I'm a bit confused about malloc() function.
if sizeof(char) is 1 byte and the malloc() function accepts N bytes in argument to allocate, then if I do:
char* buffer = malloc(3);
I allocate a buffer that can to store 3 characters, right?
char* s = malloc(3);
int i = 0;
while(i < 1024) { s[i] = 'b'; i++; }
s[i++] = '$';
s[i] = '\0';
printf("%s\n",s);
it works fine. and stores 1024 b's in s.
bbbb[...]$
why doesn't the code above cause a buffer overflow? Can anyone explain?
malloc(size) returns a location in memory where at least size bytes are available for you to use. You are likely to be able to write to the bytes immediately after s[size], but:
Those bytes may belong to other bits of your program, which will cause problems later in the execution.

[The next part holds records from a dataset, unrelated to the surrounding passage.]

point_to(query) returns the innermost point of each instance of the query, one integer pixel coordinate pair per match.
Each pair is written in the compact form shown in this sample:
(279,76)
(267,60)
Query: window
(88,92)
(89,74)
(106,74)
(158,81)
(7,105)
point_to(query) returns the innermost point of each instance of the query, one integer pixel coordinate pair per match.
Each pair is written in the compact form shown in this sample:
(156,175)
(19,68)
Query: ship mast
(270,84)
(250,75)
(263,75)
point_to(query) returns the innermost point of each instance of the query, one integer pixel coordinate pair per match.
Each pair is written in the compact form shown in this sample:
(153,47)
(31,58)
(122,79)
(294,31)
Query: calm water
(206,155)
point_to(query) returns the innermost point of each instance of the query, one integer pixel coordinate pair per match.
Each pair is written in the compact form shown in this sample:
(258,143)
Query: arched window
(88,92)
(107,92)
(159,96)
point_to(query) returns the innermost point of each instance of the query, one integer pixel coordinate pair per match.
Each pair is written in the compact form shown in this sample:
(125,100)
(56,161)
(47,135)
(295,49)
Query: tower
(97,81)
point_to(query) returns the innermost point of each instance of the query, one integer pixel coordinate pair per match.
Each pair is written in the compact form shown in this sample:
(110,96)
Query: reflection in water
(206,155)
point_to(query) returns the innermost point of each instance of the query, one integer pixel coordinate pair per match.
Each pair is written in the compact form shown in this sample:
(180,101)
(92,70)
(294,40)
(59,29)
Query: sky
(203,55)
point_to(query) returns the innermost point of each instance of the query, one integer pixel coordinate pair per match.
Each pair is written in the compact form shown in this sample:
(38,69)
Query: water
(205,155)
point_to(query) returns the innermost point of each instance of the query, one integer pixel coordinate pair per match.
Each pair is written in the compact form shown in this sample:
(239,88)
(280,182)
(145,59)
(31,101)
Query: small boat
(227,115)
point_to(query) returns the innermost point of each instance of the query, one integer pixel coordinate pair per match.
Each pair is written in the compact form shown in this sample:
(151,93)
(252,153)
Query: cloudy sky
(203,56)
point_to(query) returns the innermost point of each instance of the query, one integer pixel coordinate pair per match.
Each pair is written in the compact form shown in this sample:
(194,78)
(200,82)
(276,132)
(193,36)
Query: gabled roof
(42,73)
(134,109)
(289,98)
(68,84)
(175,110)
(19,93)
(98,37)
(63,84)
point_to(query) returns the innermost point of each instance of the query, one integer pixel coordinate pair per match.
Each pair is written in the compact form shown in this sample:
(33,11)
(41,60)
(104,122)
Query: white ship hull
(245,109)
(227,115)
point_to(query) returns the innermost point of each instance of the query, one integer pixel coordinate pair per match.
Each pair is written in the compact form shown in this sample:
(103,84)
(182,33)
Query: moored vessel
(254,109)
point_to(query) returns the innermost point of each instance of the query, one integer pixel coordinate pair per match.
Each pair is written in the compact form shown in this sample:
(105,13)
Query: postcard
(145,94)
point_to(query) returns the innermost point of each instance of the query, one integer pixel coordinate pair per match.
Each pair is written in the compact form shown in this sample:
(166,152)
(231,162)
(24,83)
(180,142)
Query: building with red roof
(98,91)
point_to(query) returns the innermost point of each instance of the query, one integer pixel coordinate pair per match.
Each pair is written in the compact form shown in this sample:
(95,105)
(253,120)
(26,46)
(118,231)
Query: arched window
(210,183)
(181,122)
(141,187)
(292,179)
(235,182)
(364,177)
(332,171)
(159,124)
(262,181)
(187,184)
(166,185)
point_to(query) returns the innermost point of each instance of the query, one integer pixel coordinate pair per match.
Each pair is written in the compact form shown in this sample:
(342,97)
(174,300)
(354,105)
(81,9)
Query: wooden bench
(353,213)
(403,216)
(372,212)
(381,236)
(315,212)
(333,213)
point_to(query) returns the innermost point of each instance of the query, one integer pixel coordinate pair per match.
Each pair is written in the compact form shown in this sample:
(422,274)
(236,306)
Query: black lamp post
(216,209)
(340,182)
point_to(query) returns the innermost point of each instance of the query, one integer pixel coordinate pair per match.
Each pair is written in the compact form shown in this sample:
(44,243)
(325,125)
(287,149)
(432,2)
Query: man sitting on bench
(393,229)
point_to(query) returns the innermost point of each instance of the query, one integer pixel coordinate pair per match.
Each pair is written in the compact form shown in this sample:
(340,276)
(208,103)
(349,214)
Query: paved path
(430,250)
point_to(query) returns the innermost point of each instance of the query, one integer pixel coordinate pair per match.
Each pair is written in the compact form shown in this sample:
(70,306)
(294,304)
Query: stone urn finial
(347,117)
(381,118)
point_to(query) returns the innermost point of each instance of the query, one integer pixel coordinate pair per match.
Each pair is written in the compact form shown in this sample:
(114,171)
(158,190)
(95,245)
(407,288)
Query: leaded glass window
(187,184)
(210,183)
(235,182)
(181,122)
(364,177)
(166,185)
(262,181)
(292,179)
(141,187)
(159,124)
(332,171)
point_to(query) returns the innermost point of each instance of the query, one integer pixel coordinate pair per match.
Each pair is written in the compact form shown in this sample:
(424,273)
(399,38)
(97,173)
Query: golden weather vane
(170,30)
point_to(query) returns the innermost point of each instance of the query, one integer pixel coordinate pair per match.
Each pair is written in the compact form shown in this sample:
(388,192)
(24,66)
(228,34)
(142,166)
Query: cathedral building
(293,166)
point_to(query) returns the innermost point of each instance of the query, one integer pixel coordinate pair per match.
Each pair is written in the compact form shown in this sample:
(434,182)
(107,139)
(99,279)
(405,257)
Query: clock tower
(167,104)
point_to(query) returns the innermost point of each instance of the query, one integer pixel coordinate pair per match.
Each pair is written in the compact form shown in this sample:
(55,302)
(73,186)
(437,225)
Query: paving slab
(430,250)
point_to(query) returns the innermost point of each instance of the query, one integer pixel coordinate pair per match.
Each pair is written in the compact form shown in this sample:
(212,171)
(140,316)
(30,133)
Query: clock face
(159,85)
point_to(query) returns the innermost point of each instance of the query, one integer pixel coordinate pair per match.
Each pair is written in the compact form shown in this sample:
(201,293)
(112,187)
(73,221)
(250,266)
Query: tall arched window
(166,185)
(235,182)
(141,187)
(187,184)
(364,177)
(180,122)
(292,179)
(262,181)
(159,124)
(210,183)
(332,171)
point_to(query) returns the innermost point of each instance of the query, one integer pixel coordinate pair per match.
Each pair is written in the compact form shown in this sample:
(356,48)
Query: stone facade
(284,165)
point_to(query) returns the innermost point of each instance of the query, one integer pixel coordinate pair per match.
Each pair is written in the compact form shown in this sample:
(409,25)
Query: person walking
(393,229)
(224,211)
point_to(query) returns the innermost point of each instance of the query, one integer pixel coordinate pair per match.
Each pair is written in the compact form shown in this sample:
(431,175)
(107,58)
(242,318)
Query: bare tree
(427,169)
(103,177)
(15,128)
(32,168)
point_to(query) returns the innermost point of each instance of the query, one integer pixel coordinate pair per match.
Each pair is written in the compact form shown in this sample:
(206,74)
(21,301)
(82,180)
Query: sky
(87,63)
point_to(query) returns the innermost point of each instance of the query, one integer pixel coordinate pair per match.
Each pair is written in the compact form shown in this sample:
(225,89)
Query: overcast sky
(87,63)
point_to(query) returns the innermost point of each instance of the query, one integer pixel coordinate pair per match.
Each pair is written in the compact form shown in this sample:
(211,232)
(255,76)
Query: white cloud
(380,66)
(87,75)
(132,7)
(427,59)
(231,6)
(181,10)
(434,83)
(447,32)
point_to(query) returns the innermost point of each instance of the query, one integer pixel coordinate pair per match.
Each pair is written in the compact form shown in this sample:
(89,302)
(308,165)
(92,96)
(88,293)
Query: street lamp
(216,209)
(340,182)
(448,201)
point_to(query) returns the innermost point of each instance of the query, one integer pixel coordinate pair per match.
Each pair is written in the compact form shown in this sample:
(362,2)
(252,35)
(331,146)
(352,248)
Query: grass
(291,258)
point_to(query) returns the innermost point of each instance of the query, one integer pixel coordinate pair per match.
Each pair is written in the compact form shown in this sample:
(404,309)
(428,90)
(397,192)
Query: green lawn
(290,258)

Or, the bytes might be fine for you to write to - they might belong to a page your program uses, but aren't used for anything.
Or, they might belong to the structures that malloc() has used to keep track of what your program has used. Corrupting this is very bad!
Or, they might NOT belong to your program, which will result in an immediate segmentation fault. This is likely if you access say s[size + large_number]
It's difficult to say which one of these will happen because accessing outside the space you asked malloc() for will result in undefined behaviour.
In your example, you are overflowing the buffer, but not in a way that causes an immediate crash. Keep in mind that C does no bounds checking on array/pointer accesses.
Also, malloc() creates memory on the heap, but buffer overflows are usually about memory on the stack. If you want to create one as an exercise, use
char s[3];
instead. This will create an array of 3 chars on the stack. On most systems, there won't be any free space after the array, and so the space after s[2] will belong to the stack. Writing to that space can overwrite other variables on the stack, and ultimately cause segmentation faults by (say) overwriting the current stack frame's return pointer.
One other thing:
if sizeof(char) is 1 byte
sizeof(char) is actually defined by the standard to always be 1 byte. However, the size of that 1 byte might not be 8 bits on exotic systems. Of course, most of the time you don't have to worry about this.
It is Undefined Behavior(UB) to write beyond the bounds of allocated memory.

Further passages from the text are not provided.